Das Dunkel nahm kein Ende und das Dunkel in Malinas Vorstellungen genauso wenig. Was geht hier vor? Oh, schönes Wortspiel. So lange wir vorwärts gehen, besteht wenigstens noch Hoffnung. Und diese erfüllte sich wenigstens zum Teil, als sie nach einer Biegung des Ganges - die sich übrigens mit einem heftigen Fluch Lirulins ankündigte – in eine niedrige, in den Fels gehauene Kammer traten. Eine schwache, fahle Beleuchtung fiel von oben in den Raum, es musste also eine Verbindung zur Oberfläche geben, durch welche Luft und Licht das Leben hier ermöglichten. Eine weitere Tür befand sich am Ende des Gelasses, welche jedoch mehr Widerstand leistete, als die erste.
Und jetzt? Mateo hatte sich vergeblich an dem neuen Hindernis versucht und musste, zu Recht, von Lirulin getröstet werden.

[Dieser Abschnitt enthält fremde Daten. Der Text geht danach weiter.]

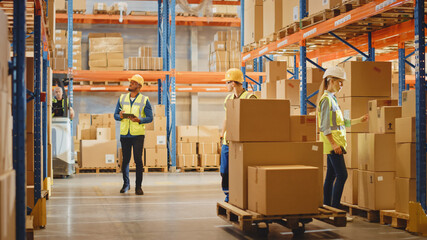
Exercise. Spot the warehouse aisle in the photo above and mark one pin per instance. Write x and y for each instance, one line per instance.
(175, 206)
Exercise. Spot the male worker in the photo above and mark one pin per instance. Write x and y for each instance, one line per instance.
(133, 110)
(58, 104)
(234, 80)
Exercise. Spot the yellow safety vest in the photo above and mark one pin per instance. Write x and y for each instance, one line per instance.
(244, 95)
(137, 109)
(337, 125)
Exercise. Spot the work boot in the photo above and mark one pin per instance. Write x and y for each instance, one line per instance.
(138, 191)
(125, 188)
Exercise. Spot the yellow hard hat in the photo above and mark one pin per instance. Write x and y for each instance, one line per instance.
(137, 78)
(233, 74)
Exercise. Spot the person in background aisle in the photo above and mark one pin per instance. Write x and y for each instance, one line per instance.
(333, 134)
(133, 110)
(234, 81)
(58, 104)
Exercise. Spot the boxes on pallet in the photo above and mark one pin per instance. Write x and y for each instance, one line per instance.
(376, 152)
(376, 190)
(244, 154)
(267, 197)
(98, 153)
(270, 125)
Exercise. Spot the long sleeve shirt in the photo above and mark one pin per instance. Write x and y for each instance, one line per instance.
(142, 120)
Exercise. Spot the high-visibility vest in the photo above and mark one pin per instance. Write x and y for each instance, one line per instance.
(244, 95)
(137, 109)
(337, 125)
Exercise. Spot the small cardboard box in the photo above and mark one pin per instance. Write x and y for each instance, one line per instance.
(267, 197)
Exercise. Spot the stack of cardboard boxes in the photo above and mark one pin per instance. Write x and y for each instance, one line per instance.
(258, 143)
(7, 174)
(224, 51)
(144, 61)
(96, 136)
(106, 51)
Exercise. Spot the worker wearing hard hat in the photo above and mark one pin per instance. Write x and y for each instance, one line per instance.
(333, 134)
(133, 110)
(234, 81)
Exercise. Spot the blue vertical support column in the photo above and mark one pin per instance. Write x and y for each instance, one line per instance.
(401, 71)
(420, 102)
(37, 107)
(19, 111)
(303, 82)
(173, 90)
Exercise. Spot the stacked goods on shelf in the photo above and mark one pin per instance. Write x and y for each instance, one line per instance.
(7, 174)
(96, 134)
(106, 51)
(155, 140)
(144, 61)
(224, 51)
(256, 144)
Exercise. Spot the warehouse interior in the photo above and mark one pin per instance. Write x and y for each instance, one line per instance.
(213, 119)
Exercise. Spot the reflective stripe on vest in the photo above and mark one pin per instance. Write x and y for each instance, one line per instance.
(137, 109)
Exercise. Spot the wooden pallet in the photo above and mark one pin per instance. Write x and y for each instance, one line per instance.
(249, 221)
(97, 170)
(354, 210)
(394, 219)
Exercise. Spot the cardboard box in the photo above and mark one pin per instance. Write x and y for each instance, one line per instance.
(377, 152)
(276, 70)
(244, 154)
(349, 194)
(209, 160)
(303, 128)
(272, 123)
(376, 190)
(406, 190)
(406, 160)
(208, 148)
(189, 160)
(272, 16)
(361, 74)
(187, 134)
(386, 118)
(186, 148)
(98, 153)
(373, 107)
(208, 134)
(156, 157)
(253, 21)
(267, 197)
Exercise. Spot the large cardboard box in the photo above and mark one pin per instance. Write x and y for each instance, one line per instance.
(98, 153)
(272, 16)
(156, 157)
(186, 148)
(376, 75)
(406, 190)
(376, 190)
(377, 152)
(349, 194)
(267, 197)
(303, 128)
(253, 21)
(272, 123)
(187, 133)
(244, 154)
(386, 118)
(208, 134)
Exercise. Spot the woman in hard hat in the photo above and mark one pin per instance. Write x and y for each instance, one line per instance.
(333, 134)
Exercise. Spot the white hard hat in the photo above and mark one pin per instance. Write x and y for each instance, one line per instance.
(335, 72)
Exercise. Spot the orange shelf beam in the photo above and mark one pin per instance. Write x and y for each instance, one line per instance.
(147, 20)
(370, 9)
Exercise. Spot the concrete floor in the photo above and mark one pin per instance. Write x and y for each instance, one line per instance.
(175, 206)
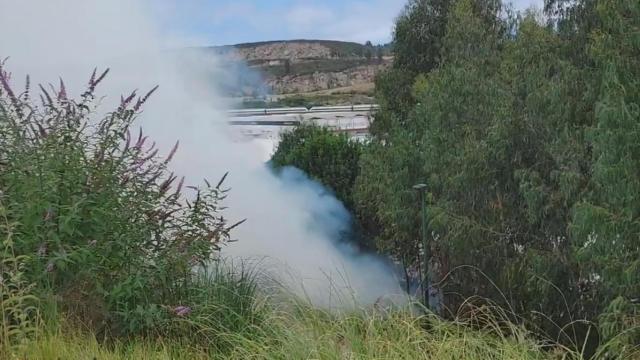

Wir warten, sagte sie entschlossen. Wir warten, bis die Tür sich von selber öffnet und, wer auch immer, uns den Einlass gewährt. Nun ja, wir könnten immerhin auch versuchen, uns bemerkbar zu machen. Und sofort begann sie mit ihren überirdisch zarten Händen, das muss hier noch einmal gesagt werden, ihre Hände wie ihre ganze Gestalt waren von einer solchen Zartheit, dass mancher geneigt gewesen wäre, sie lieber nicht auf ihre Zerbrechlichkeit hin zu untersuchen. So natürlich nicht Mateo, aber das ist ja jetzt nicht das Thema. Oder doch insofern, dass er bald bemerkte, wie Lirulin mit ihrem Klopfen außerordentlich wenig ausrichtete. Nicht einmal auf dieser Seite der Tür war ein wesentliches Geräusch zu vernehmen. Anders nun also Mateo und Malina, sogar der kleine Zauberer machte sich bereit, sie bei ihren Klopfzeichen zu unterstützen.
Halt, rief Malina in der Erinnerung an die überirdischen Kräfte des kleinen Zauberers. Lasst ihn mal machen, ich könnte mir denken, dass er mehr Erfolg als wir alle zusammen haben sollte. Und so war es. Mit einer sanften Berührung von Zeige- und Mittelfinger brachte der kleine Zauberer die Tür zum Einsturz. Magie halt, sprach er mit leisem Stolz und blickte verstohlen auf Malina. Sie nahm ihn wieder in den Arm. Ja, Lieber, ich habe es nicht vergessen. Aber wir wollen diese Diskussion nicht jetzt führen. Ob großer Magier oder kleiner Zauberer, das ändert ja nichts zwischen uns. Und Lirulin und Mateo sind ohnehin so sehr mit anderem beschäftigt, dass man am besten immer die Augen auf sie haben wird.
Die Tür stand also offen und sie traten hindurch.